Goldman to Combine Four Private Market Groups into $140 Billion Giant

Firm plans to capitalize on industry’s private equity boom, raise stagnant stock price.

Goldman Sachs is merging four private investment groups into one big unit said to house about $140 billion in assets under management, The Wall Street Journal reported Sunday.

Over the next few months, the bank will combine divisions to boost its stagnant stock price, which has hardly budged from where it was four years ago. Other banks, such as JPMorgan Chase, Citi, and Bank of America have increased nicely (Chase and BofA have risen about 60% during that period).

Goldman also wants to appeal to clients’ appetite for alternative investments, as investors have been shying away from stocks and bonds in favor of seeking higher returns in real estate, infrastructure projects, and other non-public areas.

The divisions invest in private markets, real estate, and other areas not easy to access.
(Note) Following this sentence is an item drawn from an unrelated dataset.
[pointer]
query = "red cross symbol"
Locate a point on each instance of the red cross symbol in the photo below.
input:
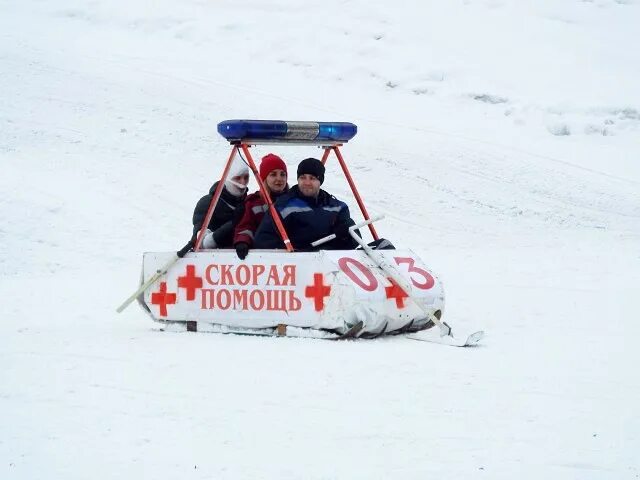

Goldman’s crown jewel that will join this new, as-yet unnamed, endeavor is its existing merchant banking unit, which already has about $100 billion in private assets. The bank will also put two other units from its trading division and some private equity and real estate groups in its asset management business into the sector.

Rich Friedman will chair the new venture, according to an internal memo obtained by CIO. Julian Salisbury, Andrew Wolff, and Sumit Rajpal will be the unit’s global division heads.

The memo said the “unified investing platform” plans to raise “additional third-party capital” from Goldman’s institutional and private wealth clients, enhance its marketing approach across strategies, and boost its ability to attract and retain talent.

Although the mammoth private business was not specifically announced at the firm’s industry conference in May, John Waldron, the firm’s president, said it was “developing a comprehensive plan” to grow private investing. He said this restructure would be a “multiyear effort to evolve this business into more fee revenue and a more balanced business mix.”

Goldman has been playing in the private equity world since the 1980s, but hasn’t done anything notable in the space for at least a decade. It last put billions of its proprietary riches into a mega-buyout fund that closed at $20 billion. Buyout funds take stakes in other companies.

The Journal says the latest move is CEO David Solomon’s effort to put his stamp on the Wall Street giant. He took over from Lloyd Blankfein last fall.